Microservice internal communication - microservices

I've been reading up on Microservice Architecture But I still can't understand the inter-microservices communication mechanism.
In many articles they said that microservices are usually exposed over a RESTful API. But when you search the internet you always see implementations based on messaging and events for the backend communications.
So I'm confused, Is REST API a standard for all the microservices or we can see microservices without a REST endpoints.

For your problem , first lets understand the ways in which one service interacts with each other , lets create two service order service and customer service :
One service need some data from other service to process its requests, eg: lets say you want to place an order , so from ui you must hit http request to order service (which can be rest , or have a api gateway in between n that use some other protocol like protobu ) to call order service for placing an order , now assume order service needs to check the validity of the customer , so order service needs to call customer service in sync — most probably you will hit rest or create a protobuf or have a persistent websocket between the service and then after response from customer service , order service move ahead.
In this case sync communication needs to be imitated , one direct approach is rest or protobuff , or imitate it through messaging
Based on one service events , you want to update other service : in this generally the preferred style is messaging bus , where one service emits out event and multiple other services have a listener on the messaging bus and react accordingly . Eg : lets say on update of customer name in customer service , you want to update the cached name of the customer in order service , in this when name is updated in customer service , it emits customer name updated event , order service subscribe to it , then react to it
Your third question is , is it possible to have service with no rest endpoint ::: yes its possible , but every service needs to be reachable . So use rest or other form is needed
Above mentioned link : microservices.io is very good , go through it once again

REST is not the only style available for microservice-to-microservice (aka inter-process communication/IPC) but it is the most popular IPC technology used by applications based on microservices-styled architecture. There are other technologies like Apache Thrift and gRPC which can serve the same purpose. Essentially all of these technologies are industry-grade implementations of RPC (Remote Procedure Call).
I highly recommend you to read this link by Microservices Expert - Chris Richardson

One of the benefits of using microservices (if not the biggest) is that it eliminates any long-term commitment to a technology stack. When developing a new service you can pick a new technology stack. Similarly, when making major changes to an existing service you can rewrite it using a new technology stack.
So, you can choose whatever communication mechanism you want as long as it does not prevent you changing the technology stack. REST over HTTP is a good choice because it hides the technologies used by the microservice to generate the responses in a request-response synchronous style. Message-based communications are also a good fit because the messages could also hide the technologies used to produce them (as long as you don't use the builtin serialization of the producer programming language), i.e. RabbitMQ or Apache Kafka.

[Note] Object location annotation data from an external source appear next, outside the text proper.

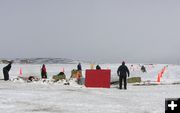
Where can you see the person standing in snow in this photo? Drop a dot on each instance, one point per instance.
(79, 73)
(98, 67)
(43, 72)
(6, 70)
(79, 68)
(122, 72)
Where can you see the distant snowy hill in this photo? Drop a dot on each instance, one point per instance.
(40, 61)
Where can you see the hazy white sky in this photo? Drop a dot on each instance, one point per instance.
(93, 30)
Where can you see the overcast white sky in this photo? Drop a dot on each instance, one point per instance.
(93, 30)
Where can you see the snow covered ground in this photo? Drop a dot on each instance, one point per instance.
(39, 97)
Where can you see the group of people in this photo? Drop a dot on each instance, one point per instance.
(122, 72)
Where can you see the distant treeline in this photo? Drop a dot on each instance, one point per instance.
(39, 61)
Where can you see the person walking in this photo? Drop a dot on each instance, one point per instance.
(6, 70)
(122, 72)
(43, 71)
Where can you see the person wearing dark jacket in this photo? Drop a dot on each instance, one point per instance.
(122, 72)
(43, 72)
(6, 70)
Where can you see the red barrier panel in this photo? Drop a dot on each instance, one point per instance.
(98, 78)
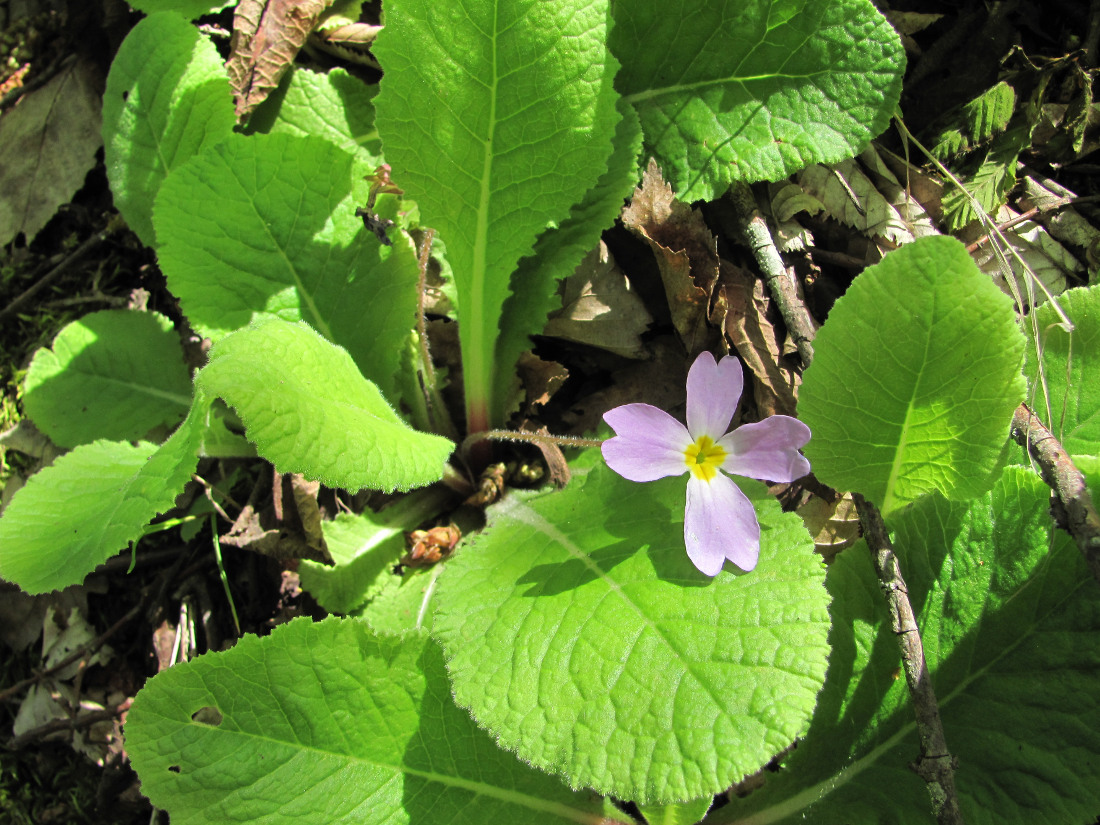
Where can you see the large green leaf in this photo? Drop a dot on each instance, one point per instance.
(557, 253)
(336, 106)
(915, 378)
(309, 410)
(579, 633)
(1010, 619)
(284, 241)
(327, 723)
(496, 118)
(112, 374)
(167, 97)
(1071, 366)
(91, 503)
(734, 90)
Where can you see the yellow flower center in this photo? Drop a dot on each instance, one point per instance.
(704, 458)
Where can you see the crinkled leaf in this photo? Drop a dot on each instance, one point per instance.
(91, 503)
(189, 9)
(113, 374)
(496, 118)
(915, 378)
(328, 723)
(976, 122)
(1071, 366)
(365, 548)
(285, 241)
(334, 106)
(579, 633)
(47, 144)
(755, 91)
(309, 410)
(166, 98)
(557, 254)
(1010, 619)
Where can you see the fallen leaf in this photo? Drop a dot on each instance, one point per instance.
(743, 312)
(685, 249)
(600, 309)
(47, 144)
(267, 35)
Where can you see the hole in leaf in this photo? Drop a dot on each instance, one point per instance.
(207, 715)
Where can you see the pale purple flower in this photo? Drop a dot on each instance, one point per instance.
(719, 520)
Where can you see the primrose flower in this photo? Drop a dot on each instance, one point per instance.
(719, 520)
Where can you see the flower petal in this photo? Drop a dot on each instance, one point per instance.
(767, 450)
(649, 442)
(719, 524)
(713, 392)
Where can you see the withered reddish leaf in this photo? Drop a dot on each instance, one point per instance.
(743, 312)
(266, 37)
(288, 528)
(686, 253)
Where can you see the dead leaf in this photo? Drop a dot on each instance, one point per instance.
(851, 198)
(686, 253)
(267, 35)
(833, 524)
(47, 143)
(743, 311)
(288, 528)
(600, 309)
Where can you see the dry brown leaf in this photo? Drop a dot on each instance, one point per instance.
(267, 35)
(47, 143)
(600, 309)
(686, 253)
(288, 528)
(743, 311)
(834, 525)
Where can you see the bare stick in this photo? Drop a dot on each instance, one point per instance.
(757, 237)
(1078, 515)
(936, 766)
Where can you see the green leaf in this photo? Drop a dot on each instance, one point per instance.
(677, 813)
(580, 634)
(309, 410)
(189, 9)
(736, 90)
(167, 97)
(328, 723)
(90, 504)
(914, 381)
(365, 548)
(334, 106)
(976, 122)
(1071, 367)
(557, 254)
(113, 374)
(496, 118)
(990, 183)
(1010, 619)
(284, 241)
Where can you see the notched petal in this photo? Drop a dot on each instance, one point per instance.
(649, 443)
(767, 450)
(719, 524)
(713, 392)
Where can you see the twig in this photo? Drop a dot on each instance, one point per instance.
(51, 276)
(757, 237)
(75, 723)
(81, 652)
(1078, 514)
(936, 766)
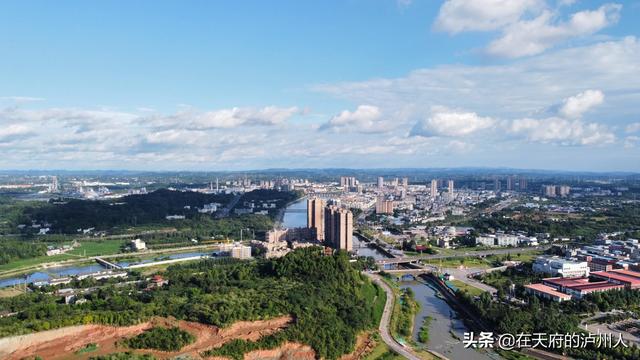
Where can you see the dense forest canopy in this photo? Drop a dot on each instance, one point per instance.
(67, 216)
(330, 301)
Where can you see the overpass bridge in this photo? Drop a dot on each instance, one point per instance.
(467, 254)
(425, 270)
(108, 264)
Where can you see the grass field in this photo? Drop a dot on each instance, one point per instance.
(378, 296)
(100, 247)
(381, 351)
(456, 262)
(90, 248)
(471, 290)
(35, 261)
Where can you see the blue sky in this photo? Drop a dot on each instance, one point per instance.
(172, 85)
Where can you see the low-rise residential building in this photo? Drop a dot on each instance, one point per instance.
(601, 264)
(497, 240)
(556, 266)
(241, 252)
(138, 245)
(546, 292)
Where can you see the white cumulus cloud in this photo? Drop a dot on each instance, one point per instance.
(234, 117)
(633, 127)
(365, 118)
(532, 37)
(562, 131)
(13, 132)
(481, 15)
(574, 106)
(451, 123)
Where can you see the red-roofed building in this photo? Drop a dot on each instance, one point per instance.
(546, 292)
(616, 277)
(599, 264)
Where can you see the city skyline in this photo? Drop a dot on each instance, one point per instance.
(530, 84)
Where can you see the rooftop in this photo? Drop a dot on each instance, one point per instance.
(548, 290)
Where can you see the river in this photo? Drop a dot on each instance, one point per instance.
(446, 330)
(296, 214)
(62, 271)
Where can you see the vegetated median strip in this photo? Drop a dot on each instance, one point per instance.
(88, 259)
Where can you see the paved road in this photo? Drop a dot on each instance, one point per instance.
(469, 253)
(463, 275)
(386, 318)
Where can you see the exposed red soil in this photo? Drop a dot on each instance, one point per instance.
(63, 343)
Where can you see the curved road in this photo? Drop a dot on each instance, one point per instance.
(386, 318)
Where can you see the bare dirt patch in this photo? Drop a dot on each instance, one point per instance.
(63, 343)
(286, 351)
(364, 345)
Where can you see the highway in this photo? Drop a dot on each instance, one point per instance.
(480, 253)
(386, 319)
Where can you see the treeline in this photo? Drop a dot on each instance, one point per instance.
(329, 300)
(279, 198)
(159, 338)
(615, 218)
(66, 216)
(124, 356)
(11, 250)
(403, 325)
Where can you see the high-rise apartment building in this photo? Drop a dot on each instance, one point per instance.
(315, 222)
(434, 188)
(338, 227)
(523, 184)
(348, 181)
(510, 183)
(549, 190)
(384, 206)
(564, 190)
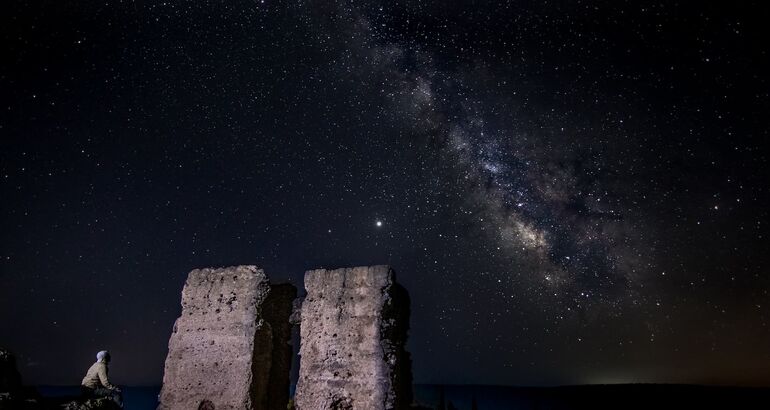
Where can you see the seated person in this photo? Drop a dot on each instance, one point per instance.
(97, 384)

REST is universally supported, its accepted on all languages, if all your backend services are running in the same location you may not see much different in throughput.
Anyhow its a good idea to invest and learn gRPC or Thrift as mentioned above, you could convert all your internal services to gRPC for example (supported on most languages) and do a conversion between gRPC and REST at your Universal Gateway.
There are two approaches to internal architecture, CQRS vs Plain REST calls. The eventing/messaging is an example of CQRS, where you can separate read/write side operations and all write side operations can be implements through eventing for better scalability and throughput.

Related

Is API Gateway needed when using Microfrontends?

When doing microservices it's quite a common and good practice to have a top layer called API-Gateway, that sits in front of a group of microservices, to facilitate requests and delivery of data and services.
When using MicroFrontends to compose an UI app from multiple sub-apps (MFE), I cannot really see a benefit about still using an API gateway to communicate between each MFE and its corresponding Microservice.
In many schemas, an API-Gateway is still used in front of the microservices
Example here :
But the fact that each microfrontend is its own app also probably means it will communicate with its own API. In this case I would either use a thin API layer over each microservice, and then make each MFE communicate directly with this layer, because a MFE probably won't ever need to read data from another MFE (this would go against the spirit of MFE, or am I wrong ?).
What kind of approach would you use in your projects ?

Spring Cloud Netflix & Spring Cloud Data Flow microservice arheticture

I'm developing an application that must both handle events coming from other systems and provide a REST API. I want to split the applications into micro services and I'm trying to figure out which approach I should use. I drew attention to the Spring Cloud Netflix and the Spring Cloud Data Flow toolkit, but it's not clear to me whether they can be integrated and how.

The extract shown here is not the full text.